Food, water, and mosquitoes
The three traveller-illness vectors that account for most self-reported sickness: contaminated water (tap, ice cubes, salad washed in tap), undercooked food (especially shellfish and street meat), and mosquito-borne disease (dengue, chikungunya, malaria, Zika). The defensive rules are well established: bottled or filtered water only in higher-risk destinations, cooked food served hot, peel fruit yourself, and use DEET- or picaridin-based repellent in dengue-active areas at dawn and dusk. The United Arab Emirates vaccinations page lists which immunisations specifically reduce risk for this country.
If an outbreak is in the news
A new WHO Disease Outbreak News article triggers a drop in the sub-score within 24 hours of publication; the events feed shows the source.
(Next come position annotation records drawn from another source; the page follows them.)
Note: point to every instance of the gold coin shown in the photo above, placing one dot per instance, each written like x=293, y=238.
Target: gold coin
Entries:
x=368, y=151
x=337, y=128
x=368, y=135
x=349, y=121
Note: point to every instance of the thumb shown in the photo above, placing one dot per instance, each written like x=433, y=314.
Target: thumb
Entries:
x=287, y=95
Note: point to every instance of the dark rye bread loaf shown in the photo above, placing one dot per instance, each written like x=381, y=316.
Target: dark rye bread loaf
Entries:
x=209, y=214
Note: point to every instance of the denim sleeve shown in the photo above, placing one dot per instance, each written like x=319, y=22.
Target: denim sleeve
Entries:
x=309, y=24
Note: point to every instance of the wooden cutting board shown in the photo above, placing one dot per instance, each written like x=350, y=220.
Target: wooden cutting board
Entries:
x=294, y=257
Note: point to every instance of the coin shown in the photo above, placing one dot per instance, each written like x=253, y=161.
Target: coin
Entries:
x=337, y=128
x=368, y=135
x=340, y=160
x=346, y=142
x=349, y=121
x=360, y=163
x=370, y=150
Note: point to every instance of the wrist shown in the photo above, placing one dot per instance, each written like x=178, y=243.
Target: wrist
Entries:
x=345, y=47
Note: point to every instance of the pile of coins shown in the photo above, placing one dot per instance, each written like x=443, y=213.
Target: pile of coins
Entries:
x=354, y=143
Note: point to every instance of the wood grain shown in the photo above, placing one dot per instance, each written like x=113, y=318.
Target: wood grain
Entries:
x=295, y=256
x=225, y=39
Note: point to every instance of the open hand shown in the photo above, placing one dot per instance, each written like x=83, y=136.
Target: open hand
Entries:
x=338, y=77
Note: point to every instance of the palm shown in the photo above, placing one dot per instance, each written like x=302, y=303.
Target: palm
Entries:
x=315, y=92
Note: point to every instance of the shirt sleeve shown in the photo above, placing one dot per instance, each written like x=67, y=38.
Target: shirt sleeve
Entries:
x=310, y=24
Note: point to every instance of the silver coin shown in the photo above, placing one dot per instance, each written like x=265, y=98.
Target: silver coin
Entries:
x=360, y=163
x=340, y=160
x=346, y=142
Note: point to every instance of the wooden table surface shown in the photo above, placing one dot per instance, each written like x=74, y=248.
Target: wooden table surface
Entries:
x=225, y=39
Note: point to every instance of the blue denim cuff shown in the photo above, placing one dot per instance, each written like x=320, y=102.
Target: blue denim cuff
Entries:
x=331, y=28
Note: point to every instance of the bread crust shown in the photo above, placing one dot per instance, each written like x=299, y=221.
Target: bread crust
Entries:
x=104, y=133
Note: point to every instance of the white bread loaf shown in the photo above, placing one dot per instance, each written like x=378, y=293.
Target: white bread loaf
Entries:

Read the WHO article rather than secondary coverage: outbreak severity often gets amplified in travel press relative to the agency’s actual assessment. The Field Manual guide When an outbreak hits a destination you’ve booked walks through the decision tree: when to cancel, when to push, when to alter the itinerary.
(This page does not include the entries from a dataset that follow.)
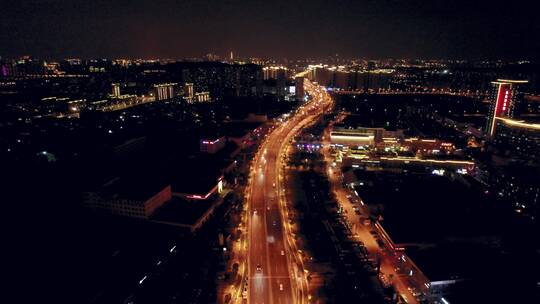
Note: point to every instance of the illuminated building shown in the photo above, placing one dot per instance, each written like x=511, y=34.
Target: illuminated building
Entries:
x=115, y=89
x=202, y=97
x=363, y=136
x=188, y=92
x=280, y=74
x=299, y=88
x=353, y=137
x=211, y=145
x=504, y=98
x=518, y=139
x=132, y=198
x=164, y=91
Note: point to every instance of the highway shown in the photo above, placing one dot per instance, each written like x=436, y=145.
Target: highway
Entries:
x=275, y=270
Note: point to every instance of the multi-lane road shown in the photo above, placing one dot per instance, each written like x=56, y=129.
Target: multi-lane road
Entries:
x=275, y=271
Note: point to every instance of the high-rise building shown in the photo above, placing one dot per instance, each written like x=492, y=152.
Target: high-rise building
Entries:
x=164, y=91
x=115, y=89
x=299, y=88
x=189, y=92
x=504, y=98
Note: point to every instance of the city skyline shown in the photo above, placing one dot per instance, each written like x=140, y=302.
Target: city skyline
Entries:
x=286, y=152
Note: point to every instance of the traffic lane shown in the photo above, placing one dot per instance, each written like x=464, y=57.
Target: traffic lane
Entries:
x=258, y=284
x=280, y=279
x=279, y=267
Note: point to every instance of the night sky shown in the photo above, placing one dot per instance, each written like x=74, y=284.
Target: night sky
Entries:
x=470, y=29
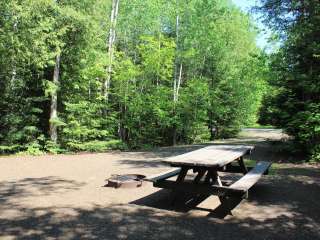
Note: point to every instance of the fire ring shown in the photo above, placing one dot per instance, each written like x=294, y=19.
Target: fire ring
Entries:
x=125, y=181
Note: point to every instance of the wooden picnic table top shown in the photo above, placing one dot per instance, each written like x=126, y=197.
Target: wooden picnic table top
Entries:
x=211, y=156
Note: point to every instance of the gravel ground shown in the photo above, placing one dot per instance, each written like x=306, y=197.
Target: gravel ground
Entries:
x=63, y=197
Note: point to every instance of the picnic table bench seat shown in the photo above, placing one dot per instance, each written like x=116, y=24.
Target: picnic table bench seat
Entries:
x=240, y=187
x=248, y=180
x=163, y=175
x=206, y=163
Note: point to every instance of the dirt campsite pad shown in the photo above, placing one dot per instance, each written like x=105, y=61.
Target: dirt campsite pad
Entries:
x=63, y=197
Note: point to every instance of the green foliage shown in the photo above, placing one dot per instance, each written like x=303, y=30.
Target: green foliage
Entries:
x=210, y=57
x=293, y=103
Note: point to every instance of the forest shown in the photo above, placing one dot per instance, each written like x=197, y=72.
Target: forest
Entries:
x=94, y=75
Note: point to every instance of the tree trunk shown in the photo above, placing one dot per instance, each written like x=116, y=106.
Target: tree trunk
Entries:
x=112, y=37
x=176, y=83
x=54, y=102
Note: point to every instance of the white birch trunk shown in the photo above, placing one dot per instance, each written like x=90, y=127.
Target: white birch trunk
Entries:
x=54, y=102
x=112, y=37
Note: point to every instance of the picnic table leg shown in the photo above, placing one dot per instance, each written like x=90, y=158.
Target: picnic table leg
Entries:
x=211, y=178
x=242, y=165
x=182, y=175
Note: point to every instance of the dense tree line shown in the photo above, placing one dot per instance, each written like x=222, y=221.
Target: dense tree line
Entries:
x=97, y=74
x=294, y=102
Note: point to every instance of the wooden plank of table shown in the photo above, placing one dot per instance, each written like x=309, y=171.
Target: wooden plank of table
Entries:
x=211, y=156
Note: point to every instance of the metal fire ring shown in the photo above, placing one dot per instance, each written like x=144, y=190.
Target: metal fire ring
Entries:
x=125, y=181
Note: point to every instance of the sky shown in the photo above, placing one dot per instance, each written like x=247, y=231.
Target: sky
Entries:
x=245, y=5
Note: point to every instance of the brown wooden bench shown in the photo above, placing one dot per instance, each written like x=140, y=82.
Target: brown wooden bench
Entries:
x=164, y=175
x=239, y=188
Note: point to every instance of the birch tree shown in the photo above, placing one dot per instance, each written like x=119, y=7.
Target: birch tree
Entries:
x=112, y=38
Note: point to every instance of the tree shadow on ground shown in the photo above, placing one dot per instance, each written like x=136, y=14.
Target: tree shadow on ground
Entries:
x=287, y=208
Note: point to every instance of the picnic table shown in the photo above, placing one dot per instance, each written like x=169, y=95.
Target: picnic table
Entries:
x=206, y=163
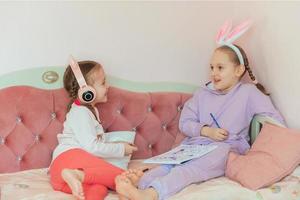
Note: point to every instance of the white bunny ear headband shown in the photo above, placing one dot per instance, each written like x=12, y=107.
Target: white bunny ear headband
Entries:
x=226, y=36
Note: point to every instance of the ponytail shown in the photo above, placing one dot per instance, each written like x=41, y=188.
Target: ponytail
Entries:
x=235, y=59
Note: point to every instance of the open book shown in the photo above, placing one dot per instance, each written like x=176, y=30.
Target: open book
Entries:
x=181, y=154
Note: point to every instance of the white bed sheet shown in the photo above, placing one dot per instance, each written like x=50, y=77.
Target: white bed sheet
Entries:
x=34, y=185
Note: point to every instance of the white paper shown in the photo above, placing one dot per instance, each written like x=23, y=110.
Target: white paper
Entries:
x=181, y=154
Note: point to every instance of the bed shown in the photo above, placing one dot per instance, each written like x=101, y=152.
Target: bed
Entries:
x=33, y=109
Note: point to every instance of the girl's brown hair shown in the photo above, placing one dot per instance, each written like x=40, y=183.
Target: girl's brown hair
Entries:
x=234, y=58
x=71, y=85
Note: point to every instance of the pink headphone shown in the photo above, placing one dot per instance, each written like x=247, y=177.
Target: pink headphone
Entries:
x=86, y=93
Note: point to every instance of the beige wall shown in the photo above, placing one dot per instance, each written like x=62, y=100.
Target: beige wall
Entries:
x=155, y=41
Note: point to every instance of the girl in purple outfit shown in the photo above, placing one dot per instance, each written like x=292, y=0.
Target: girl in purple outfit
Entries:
x=232, y=104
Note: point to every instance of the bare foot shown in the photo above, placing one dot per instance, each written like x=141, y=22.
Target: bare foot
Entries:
x=121, y=197
x=134, y=175
x=127, y=189
x=74, y=178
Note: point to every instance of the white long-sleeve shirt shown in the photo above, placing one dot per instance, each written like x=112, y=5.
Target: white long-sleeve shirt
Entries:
x=82, y=130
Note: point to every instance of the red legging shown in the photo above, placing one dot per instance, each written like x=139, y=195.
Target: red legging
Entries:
x=99, y=175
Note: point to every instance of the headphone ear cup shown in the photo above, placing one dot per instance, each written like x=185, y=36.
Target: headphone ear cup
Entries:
x=87, y=94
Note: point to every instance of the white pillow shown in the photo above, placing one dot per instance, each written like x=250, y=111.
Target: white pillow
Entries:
x=120, y=136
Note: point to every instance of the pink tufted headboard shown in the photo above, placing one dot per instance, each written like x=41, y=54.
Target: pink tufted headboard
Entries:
x=30, y=118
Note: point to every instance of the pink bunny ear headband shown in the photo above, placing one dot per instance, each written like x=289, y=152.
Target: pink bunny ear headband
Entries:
x=226, y=36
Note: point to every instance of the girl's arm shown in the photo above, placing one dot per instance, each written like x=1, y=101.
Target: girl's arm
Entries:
x=83, y=126
x=261, y=104
x=189, y=122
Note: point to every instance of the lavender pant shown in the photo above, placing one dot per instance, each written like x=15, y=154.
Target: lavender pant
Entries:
x=170, y=179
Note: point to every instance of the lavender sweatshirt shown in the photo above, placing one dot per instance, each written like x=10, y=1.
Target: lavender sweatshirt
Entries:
x=233, y=111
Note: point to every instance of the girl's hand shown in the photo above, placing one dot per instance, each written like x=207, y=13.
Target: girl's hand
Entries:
x=129, y=149
x=216, y=134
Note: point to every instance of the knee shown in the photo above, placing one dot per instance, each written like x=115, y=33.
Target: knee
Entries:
x=223, y=148
x=95, y=192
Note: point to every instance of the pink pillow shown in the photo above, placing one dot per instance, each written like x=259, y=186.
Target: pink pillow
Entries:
x=274, y=154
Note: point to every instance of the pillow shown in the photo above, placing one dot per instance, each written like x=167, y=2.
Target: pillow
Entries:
x=120, y=136
x=274, y=154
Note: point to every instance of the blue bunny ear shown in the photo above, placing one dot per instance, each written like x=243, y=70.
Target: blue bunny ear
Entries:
x=238, y=31
x=223, y=32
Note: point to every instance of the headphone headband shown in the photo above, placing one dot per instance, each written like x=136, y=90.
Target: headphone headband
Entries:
x=77, y=72
x=86, y=94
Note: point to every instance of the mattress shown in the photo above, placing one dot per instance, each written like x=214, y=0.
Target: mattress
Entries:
x=34, y=185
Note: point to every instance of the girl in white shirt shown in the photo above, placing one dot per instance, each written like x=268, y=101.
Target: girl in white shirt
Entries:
x=77, y=166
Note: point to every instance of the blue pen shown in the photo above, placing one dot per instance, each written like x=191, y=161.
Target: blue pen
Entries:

Related for United Arab Emirates
Long-form context
The UAE is one of the safest large destinations in the world by every general crime measure and operates two of the most advanced tourism infrastructures on the planet (Dubai and Abu Dhabi). The structural risks are regulatory rather than criminal: a substantial list of behaviours that are casual misdemeanours elsewhere but produce arrest, fines, or deportation here (public displays of affection, certain medications, e-cigarettes and CBD products, social-media commentary on government or local sensitivities, dishonoured cheques as a criminal rather than civil matter), the death-penalty drug law, heat in July and August that reaches genuinely dangerous extremes, Ramadan public-conduct norms, and the regional geopolitical context that has occasionally affected aviation since 2024. This guide unpacks the entry mechanics, the regulatory landscape that catches first-time visitors, the seasonal calendar, the healthcare landscape, and the practical contacts that shape an Emirati itinerary.
Frequently asked about United Arab Emirates
Are there any active disease outbreaks in United Arab Emirates?
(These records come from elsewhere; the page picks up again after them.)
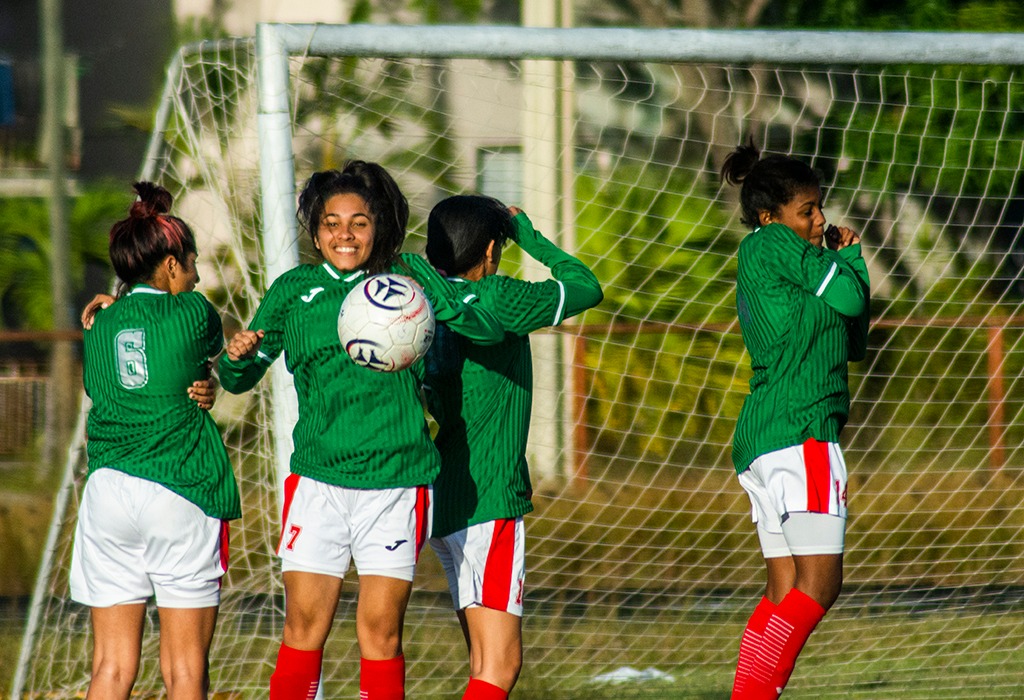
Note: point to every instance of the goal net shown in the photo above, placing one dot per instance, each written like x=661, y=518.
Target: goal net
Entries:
x=641, y=558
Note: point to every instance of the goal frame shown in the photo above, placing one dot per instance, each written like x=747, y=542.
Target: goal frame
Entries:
x=276, y=42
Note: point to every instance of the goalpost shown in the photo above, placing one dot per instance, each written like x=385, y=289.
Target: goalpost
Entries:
x=642, y=563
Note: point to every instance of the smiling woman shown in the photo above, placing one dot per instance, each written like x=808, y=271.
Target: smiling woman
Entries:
x=345, y=235
x=359, y=489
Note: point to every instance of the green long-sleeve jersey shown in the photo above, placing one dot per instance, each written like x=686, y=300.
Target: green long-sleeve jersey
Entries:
x=481, y=396
x=804, y=313
x=356, y=428
x=140, y=356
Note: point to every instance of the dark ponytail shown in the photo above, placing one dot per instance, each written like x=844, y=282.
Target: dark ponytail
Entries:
x=766, y=183
x=140, y=242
United Arab Emirates's disease sub-score is 92/100. Active outbreaks are listed in the recent-signals feed above, sourced from WHO Disease Outbreak News, CDC traveller notices, and ECDC bulletins. A drop in the sub-score typically reflects a fresh outbreak rather than a worsening baseline.
What diseases are common in United Arab Emirates?
Endemic disease patterns vary by region within United Arab Emirates. The three traveller-illness vectors that account for most reported sickness anywhere: contaminated water, undercooked food, and mosquito-borne disease (dengue, chikungunya, malaria, Zika depending on region). The vaccinations page lists which immunisations specifically reduce risk for this country.
Is the water safe to drink in United Arab Emirates?
Tap water safety varies by region and infrastructure. In most non-OECD destinations, default to bottled or filtered water for drinking, ice, and brushing teeth; salads washed in tap water carry the same risk. The country safety guide's healthcare chapter covers the specific destination assessment.